Fifty teams of two participated in this year’s hardscape installation event, including one freshman who says she signed up for it on accident.
“I thought it was something totally different and when I learned what it was, I was like, ‘Well, here we go,’” says Alyssa Koyce, a freshman with Sandhills Community College. “I just watched a bunch of videos and was trying to well verse myself in it. The workshop that they had for it was really helpful. I learned a lot there and then they literally came out and showed us the way they wanted it done. I had a really great teammate who is in the industry who actually does hardscaping, so he was my mentor, and we just came up with a plan and just rocked it out and I think successfully executed it.”
Koyce says she is still currently undecided but is enrolled in the landscape gardening program at Sandhills. While she isn’t certain what she wants to do when she graduates, Koyce says there are many avenues in the green industry that she is considering.
“You should definitely participate even if you don’t know exactly what you want to do, like me and hardscape,” she says. “I learned a lot. It opened up a new door that I didn’t expect to open. Just put yourself out there. You’re here with students.
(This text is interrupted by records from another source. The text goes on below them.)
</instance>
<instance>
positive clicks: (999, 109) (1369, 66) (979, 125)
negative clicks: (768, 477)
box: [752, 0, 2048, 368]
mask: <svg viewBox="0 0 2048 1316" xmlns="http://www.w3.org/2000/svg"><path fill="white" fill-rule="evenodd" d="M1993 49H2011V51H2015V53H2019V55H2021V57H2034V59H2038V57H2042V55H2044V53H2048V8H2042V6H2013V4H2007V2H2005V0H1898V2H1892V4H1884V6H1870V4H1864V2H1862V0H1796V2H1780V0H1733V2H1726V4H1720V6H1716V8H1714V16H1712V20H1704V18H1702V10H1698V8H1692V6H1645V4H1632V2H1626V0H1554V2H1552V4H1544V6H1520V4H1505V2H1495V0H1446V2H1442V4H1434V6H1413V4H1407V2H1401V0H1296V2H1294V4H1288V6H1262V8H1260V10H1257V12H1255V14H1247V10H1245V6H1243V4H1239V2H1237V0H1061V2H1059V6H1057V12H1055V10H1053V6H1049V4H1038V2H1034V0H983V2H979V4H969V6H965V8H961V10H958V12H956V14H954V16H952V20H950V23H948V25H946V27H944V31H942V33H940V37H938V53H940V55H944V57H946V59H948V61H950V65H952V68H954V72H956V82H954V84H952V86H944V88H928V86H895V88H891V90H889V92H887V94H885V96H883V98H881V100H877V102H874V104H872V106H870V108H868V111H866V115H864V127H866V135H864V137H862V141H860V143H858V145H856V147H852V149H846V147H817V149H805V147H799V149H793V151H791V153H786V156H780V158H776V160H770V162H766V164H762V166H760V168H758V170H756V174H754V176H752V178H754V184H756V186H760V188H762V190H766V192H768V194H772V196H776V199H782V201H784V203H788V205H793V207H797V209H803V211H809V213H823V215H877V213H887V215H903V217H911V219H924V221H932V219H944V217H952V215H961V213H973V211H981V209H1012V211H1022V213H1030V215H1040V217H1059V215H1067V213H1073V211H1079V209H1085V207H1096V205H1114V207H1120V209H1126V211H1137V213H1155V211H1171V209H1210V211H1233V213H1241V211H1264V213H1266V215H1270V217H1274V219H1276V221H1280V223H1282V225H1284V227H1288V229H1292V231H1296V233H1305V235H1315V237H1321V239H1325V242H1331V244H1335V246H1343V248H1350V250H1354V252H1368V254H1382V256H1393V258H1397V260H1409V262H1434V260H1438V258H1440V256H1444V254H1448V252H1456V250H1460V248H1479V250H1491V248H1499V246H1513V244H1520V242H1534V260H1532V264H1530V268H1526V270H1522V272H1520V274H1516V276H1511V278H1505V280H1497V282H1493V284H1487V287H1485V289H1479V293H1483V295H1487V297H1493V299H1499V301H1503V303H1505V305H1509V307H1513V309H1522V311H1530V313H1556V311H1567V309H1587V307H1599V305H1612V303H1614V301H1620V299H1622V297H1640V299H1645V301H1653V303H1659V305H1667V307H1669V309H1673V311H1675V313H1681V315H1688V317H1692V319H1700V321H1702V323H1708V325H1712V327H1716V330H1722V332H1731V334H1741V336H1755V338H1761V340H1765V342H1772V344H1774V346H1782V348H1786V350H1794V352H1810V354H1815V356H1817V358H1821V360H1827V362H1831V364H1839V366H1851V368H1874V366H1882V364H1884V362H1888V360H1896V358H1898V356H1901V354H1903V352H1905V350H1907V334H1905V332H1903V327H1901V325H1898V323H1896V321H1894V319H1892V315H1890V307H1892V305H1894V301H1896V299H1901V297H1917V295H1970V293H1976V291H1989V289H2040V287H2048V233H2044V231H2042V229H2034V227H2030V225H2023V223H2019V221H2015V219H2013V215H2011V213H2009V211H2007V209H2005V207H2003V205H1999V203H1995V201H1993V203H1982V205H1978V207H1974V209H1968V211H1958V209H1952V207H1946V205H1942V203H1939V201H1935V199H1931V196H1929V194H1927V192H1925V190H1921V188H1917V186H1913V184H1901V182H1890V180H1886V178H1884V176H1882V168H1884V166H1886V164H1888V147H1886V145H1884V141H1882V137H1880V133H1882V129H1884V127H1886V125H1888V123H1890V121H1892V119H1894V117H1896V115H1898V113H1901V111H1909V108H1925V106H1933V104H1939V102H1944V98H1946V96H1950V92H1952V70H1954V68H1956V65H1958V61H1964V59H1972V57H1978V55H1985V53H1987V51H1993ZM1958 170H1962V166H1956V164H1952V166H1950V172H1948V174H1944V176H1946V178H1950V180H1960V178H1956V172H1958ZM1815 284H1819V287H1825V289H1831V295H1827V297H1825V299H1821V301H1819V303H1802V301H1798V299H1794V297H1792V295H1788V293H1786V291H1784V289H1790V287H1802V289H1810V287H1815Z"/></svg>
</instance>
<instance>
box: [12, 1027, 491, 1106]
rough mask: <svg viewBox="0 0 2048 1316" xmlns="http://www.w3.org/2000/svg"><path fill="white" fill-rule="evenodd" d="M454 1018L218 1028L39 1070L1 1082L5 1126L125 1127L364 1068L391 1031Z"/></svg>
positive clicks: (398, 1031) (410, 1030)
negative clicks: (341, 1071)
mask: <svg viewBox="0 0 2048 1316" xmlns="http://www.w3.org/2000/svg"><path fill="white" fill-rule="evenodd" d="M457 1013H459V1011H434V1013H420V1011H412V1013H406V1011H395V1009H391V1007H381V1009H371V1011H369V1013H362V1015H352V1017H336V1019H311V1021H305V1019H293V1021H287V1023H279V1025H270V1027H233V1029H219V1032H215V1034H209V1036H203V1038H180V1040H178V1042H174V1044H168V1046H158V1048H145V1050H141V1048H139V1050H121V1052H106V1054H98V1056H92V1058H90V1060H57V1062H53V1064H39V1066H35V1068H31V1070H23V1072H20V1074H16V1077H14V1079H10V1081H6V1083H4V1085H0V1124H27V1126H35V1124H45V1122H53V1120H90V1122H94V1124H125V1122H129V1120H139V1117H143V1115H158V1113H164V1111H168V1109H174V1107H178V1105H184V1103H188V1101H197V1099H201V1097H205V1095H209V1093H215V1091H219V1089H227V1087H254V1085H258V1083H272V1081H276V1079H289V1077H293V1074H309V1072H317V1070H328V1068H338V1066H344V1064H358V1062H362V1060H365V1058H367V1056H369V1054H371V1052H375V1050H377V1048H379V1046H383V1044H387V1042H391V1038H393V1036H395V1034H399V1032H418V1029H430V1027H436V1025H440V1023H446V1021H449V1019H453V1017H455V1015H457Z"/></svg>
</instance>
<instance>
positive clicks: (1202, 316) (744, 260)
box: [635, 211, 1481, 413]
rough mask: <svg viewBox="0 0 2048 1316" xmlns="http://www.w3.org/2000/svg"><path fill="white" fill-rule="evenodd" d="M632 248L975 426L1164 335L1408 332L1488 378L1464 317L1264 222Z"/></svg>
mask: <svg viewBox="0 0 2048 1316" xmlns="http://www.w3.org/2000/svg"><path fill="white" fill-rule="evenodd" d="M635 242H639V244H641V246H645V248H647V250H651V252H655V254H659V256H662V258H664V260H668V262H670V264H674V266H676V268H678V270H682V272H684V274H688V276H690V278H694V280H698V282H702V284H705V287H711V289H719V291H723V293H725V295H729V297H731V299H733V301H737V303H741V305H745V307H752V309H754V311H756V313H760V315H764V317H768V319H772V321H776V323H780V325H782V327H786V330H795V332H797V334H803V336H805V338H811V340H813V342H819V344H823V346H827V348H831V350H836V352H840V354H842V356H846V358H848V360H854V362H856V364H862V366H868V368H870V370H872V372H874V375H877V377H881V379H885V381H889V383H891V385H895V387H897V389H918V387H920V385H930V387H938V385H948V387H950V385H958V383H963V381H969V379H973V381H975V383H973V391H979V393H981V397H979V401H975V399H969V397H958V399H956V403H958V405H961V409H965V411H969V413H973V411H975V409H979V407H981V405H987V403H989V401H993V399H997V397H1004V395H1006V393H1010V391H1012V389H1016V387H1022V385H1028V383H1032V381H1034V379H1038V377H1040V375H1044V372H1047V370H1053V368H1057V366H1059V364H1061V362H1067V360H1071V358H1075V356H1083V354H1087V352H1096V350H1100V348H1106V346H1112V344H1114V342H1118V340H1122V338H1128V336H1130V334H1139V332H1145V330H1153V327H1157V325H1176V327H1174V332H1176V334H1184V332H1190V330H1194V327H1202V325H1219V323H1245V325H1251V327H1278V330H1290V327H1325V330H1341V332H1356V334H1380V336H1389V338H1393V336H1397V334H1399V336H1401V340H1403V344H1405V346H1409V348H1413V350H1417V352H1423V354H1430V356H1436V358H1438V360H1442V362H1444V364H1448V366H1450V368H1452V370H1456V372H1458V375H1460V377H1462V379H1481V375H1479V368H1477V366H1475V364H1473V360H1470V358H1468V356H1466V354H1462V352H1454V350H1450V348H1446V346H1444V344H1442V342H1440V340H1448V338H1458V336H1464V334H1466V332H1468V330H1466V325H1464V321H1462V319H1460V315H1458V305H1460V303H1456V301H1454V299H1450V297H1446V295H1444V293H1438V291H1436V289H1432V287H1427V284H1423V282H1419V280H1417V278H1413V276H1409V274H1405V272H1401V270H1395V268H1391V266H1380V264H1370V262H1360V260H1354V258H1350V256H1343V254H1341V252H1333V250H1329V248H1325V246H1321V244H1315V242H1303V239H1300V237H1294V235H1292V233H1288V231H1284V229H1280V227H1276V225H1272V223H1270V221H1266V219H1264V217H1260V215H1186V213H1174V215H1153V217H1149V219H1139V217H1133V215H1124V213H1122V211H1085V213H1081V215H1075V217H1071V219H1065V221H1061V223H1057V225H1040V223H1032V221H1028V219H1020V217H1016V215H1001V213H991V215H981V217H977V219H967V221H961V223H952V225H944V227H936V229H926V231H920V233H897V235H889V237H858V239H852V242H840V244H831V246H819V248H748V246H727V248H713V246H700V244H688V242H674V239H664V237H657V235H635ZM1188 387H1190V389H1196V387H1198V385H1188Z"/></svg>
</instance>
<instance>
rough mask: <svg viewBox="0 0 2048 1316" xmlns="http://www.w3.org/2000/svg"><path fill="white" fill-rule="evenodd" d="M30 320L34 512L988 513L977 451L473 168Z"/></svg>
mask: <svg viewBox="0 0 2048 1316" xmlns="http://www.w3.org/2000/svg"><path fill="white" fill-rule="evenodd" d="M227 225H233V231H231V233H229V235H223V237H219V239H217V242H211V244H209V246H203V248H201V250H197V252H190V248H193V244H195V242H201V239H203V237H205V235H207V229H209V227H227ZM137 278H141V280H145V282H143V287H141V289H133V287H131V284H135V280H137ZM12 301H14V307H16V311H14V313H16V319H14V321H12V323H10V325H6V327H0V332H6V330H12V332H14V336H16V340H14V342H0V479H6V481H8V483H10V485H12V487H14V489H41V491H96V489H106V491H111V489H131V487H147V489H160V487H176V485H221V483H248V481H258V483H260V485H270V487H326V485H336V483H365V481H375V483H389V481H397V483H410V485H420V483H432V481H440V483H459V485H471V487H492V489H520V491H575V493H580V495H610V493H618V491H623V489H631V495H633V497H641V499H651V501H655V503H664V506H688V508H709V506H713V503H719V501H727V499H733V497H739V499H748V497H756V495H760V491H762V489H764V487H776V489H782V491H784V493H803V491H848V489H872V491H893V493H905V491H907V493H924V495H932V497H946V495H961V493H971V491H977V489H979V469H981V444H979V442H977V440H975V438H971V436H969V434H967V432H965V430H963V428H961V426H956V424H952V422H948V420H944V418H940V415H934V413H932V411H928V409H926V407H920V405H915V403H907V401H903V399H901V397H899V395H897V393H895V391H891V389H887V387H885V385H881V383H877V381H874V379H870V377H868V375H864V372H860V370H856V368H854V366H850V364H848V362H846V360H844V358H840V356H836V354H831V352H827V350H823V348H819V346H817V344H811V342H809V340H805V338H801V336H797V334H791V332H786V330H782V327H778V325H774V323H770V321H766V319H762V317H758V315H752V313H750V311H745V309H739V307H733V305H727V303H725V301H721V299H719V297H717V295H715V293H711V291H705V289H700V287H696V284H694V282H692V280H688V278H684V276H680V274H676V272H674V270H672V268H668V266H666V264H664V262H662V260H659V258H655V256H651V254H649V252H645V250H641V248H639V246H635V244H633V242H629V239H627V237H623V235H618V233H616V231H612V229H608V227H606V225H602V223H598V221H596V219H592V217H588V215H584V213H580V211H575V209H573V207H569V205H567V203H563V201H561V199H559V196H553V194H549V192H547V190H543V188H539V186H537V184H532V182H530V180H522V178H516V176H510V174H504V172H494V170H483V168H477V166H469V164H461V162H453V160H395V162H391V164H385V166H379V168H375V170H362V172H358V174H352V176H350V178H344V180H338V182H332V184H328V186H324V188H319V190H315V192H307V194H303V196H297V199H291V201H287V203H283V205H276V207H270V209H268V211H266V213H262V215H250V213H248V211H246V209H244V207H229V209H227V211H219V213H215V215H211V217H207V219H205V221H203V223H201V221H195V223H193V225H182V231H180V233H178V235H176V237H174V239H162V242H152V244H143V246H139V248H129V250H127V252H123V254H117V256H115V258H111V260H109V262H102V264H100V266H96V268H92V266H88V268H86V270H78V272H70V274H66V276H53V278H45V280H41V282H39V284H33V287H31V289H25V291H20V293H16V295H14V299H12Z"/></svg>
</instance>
We’re all in the same boat and they’re providing this resource here for us to learn and network and it’s really cool.”
What started as a cold, overcast morning with the possible threat of rain transformed into a sunny, breezy day later in the afternoon for the start of the final event: landscape plant installation.
Teammates discussed game plans prior to being allowed to start on their plots and everyone worked at varying speeds. Employees from landscaping companies circled the event, critiqued techniques and speculated on which college would ultimately win the event.
When the judges called time, students began to trek back to their various modes of transportation, tired but confident that they had given it their all to prove their green industry skills.
“NCLC’s the best time of year,” says Alyssa Brown, a senior landscape management major from Brigham Young University – Provo. “It’s like Christmas, honestly. It’s so fun. You just get this atmosphere where you get a real feel for the industry. You get to network with all these different people. There’s students, faculty and industry professionals that I see here every year and I go out of my way to make contact with them since it’s kind of like a big family reunion, but you get all the education and you get the fun competitions.”